One of my favorite graph’s at Santa Clara is the one hanging on the third floor by the robotic systems lab. On this graph it charts the level of euphoria against time. The graph is titled “A project.”
On the Solar Decathlon we have a little project too, and like the graph hanging in the robotic systems lab we started at euphoric, dropped to blind hatred, and setlled out at residual tolerance level. Unlike the team that posted the flyer, for many of this, this happens over the course of 24 hours.
Happy: the house was successfully hoisted onto a flatbed truck via a crane. All were delighted that the house had no problems. We all got a two hour break from hard work in order to watch the spectacle.
Blind Raging Hatred: as the truck was pulling out of the parking lot it bottomed out on the steep grade. This forced all the weight of nearly 50,000 pounds onto one axle. Needless to say, this axle bent 6 inches and the truck did not depart on time.
Pseudo-happy-but-also-tired: at about 1 a.m. we finished installing a new axle and retired to bed nursing aching muscles.
Despair: Dr. Hight calls at 7:45 am to say that we have more work to do in order to bolt the house onto the trailer.
Relief: Truck pulls out onto el Camino and disappears.
Then a quick 36 hours later we arrived in D.C. One of the greatest moments of this project was riding the Metro from Reagan to our new home and seeing a giant BP sponsored add declaring that it is “Take your sun to work day” and advising people to come see the Solar Decathlon October 12 - 19.

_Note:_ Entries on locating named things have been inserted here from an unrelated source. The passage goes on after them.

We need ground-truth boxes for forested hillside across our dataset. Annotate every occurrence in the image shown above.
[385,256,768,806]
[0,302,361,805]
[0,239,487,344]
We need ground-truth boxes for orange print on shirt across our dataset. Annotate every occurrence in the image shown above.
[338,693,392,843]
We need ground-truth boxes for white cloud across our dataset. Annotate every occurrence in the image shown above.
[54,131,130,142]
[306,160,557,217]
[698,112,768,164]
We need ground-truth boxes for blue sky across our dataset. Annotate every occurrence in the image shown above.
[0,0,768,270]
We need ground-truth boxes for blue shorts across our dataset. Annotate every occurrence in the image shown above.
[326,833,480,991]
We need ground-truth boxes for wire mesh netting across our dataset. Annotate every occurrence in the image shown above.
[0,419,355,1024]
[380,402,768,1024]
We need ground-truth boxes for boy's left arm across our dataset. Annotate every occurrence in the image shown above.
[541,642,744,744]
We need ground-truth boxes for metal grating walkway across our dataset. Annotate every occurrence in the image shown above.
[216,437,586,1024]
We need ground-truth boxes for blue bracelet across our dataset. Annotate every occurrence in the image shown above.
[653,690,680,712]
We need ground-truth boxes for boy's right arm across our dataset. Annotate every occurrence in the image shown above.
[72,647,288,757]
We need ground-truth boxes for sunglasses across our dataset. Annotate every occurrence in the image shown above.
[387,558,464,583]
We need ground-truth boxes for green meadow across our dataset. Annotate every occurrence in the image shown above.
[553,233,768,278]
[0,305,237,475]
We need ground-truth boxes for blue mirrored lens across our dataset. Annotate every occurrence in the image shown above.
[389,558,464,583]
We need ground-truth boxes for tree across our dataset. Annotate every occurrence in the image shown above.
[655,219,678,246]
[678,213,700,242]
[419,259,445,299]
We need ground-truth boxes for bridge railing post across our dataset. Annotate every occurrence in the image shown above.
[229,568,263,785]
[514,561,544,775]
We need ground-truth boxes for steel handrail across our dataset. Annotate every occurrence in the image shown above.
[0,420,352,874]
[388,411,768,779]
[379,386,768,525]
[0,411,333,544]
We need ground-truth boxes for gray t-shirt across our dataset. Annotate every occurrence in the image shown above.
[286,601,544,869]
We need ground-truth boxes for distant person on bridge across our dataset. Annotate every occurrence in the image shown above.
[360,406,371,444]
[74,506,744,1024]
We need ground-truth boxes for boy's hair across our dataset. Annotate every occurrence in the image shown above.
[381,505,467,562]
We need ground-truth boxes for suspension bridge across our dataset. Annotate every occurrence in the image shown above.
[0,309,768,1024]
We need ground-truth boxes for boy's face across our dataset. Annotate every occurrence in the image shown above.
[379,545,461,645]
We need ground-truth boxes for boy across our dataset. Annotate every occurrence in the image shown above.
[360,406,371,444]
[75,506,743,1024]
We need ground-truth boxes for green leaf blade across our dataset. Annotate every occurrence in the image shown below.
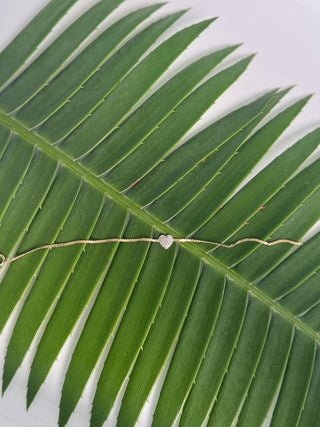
[59,218,151,425]
[0,0,76,87]
[59,19,213,159]
[16,5,162,128]
[152,266,225,426]
[0,0,123,112]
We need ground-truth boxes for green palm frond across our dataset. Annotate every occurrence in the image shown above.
[0,0,320,427]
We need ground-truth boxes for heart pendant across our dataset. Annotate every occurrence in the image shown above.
[159,234,174,249]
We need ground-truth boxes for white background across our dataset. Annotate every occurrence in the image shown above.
[0,0,320,427]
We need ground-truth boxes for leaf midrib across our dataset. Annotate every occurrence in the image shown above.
[0,111,320,344]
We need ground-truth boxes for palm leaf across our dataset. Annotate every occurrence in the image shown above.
[0,0,320,427]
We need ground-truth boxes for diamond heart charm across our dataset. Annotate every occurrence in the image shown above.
[159,234,174,249]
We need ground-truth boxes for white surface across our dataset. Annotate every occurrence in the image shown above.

All is well in the SCU encampent. Many people have arrived and begun logistical planning, many more are eagerly awaiting their turn back home. With every chance to win, optimism has begun to breathe new life into the team.
I for one am honored at the magnitude of what we are about to undertake. No matter where we stand in 20 days, I know that everyone involved in the Solar Decathlon will have some awesome memories to cherish.